Dass aus dem Raum Bamberg diesmal nur zwei Vorzeigeobjekte dabei sind, dürfe nicht zu der Schlussfolgerung führen, dass es in der Region nicht mehr gute aktuelle Beispiele für zeitgemäßes Bauen und Sanieren geben würde, betonte Brigitte Jupitz auf Anfrage. Es gebe verschiedene Gründe, dass die Zahl der Bewerbungen zu den "Architektouren" von Jahr zu Jahr und Region zu Region unterschiedlich sei. Manchmal sei ein Objekt bei Ablauf der Bewerbungsfrist noch nicht ganz fertig, so dass die Unterlagen nicht überzeugend sein könnten.
In solchen Fälle rate der zuständige Beirat, noch ein Jahr zu warten. Es sei auch nicht leicht, alle erforderlichen Informationen samt Fotos auf zwei DIN-A-3-Blätter zu komprimieren. Dann gebe es auch Fälle, in denen der Architekt sich bewerbe, aber die Bauherrn keine Öffentlichkeit wollten. Immerhin kommen laut Jupitz durchschnittlich 200 Interessierte zu einer angebotenen Führung.

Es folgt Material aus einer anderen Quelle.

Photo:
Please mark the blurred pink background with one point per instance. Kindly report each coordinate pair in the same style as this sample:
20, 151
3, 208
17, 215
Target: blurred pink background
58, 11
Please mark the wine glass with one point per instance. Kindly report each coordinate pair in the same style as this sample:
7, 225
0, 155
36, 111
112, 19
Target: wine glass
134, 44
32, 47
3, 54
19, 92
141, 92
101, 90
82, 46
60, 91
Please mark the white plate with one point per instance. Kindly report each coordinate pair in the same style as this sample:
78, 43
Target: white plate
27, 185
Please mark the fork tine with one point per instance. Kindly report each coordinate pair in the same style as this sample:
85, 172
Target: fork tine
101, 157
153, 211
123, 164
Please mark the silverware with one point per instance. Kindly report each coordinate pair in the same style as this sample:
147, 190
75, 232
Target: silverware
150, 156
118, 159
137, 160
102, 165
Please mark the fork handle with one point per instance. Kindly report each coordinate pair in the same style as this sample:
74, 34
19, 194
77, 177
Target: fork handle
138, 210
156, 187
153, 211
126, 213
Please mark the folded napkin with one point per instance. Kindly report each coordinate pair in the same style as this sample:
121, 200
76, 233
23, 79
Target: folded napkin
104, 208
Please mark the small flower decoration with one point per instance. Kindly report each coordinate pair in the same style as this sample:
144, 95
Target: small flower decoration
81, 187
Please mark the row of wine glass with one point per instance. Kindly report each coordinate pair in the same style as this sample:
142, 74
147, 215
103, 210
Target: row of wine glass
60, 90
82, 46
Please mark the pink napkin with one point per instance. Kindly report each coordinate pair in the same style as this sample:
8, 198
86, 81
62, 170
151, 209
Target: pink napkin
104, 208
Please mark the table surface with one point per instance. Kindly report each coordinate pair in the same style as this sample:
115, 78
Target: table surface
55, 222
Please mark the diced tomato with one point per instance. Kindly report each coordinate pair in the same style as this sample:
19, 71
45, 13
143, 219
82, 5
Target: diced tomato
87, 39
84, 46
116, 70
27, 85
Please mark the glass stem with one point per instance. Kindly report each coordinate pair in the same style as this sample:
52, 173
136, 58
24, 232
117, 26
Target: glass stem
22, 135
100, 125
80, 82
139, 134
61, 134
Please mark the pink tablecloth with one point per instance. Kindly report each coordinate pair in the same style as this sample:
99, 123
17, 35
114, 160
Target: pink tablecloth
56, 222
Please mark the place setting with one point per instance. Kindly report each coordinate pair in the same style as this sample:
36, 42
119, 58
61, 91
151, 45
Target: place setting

Wichtiges Kriterium zur Aufnahme bei den "Architektouren" ist es nach den Worten der Vizepräsidentin, dass das Objekt "einen Schritt weiter geht" als herkömmliches Bauen. Das könne zum Beispiel ein besonders sparsamer Umgang mit Grundfläche sein, ein sehr niedriger Energieverbrauch oder der beispielhafte Einsatz eines bestimmten Baumaterials. Letzteres gelte etwa für das Bamberger Anschauungsbeispiel mit seiner Holz verkleideten Fassade.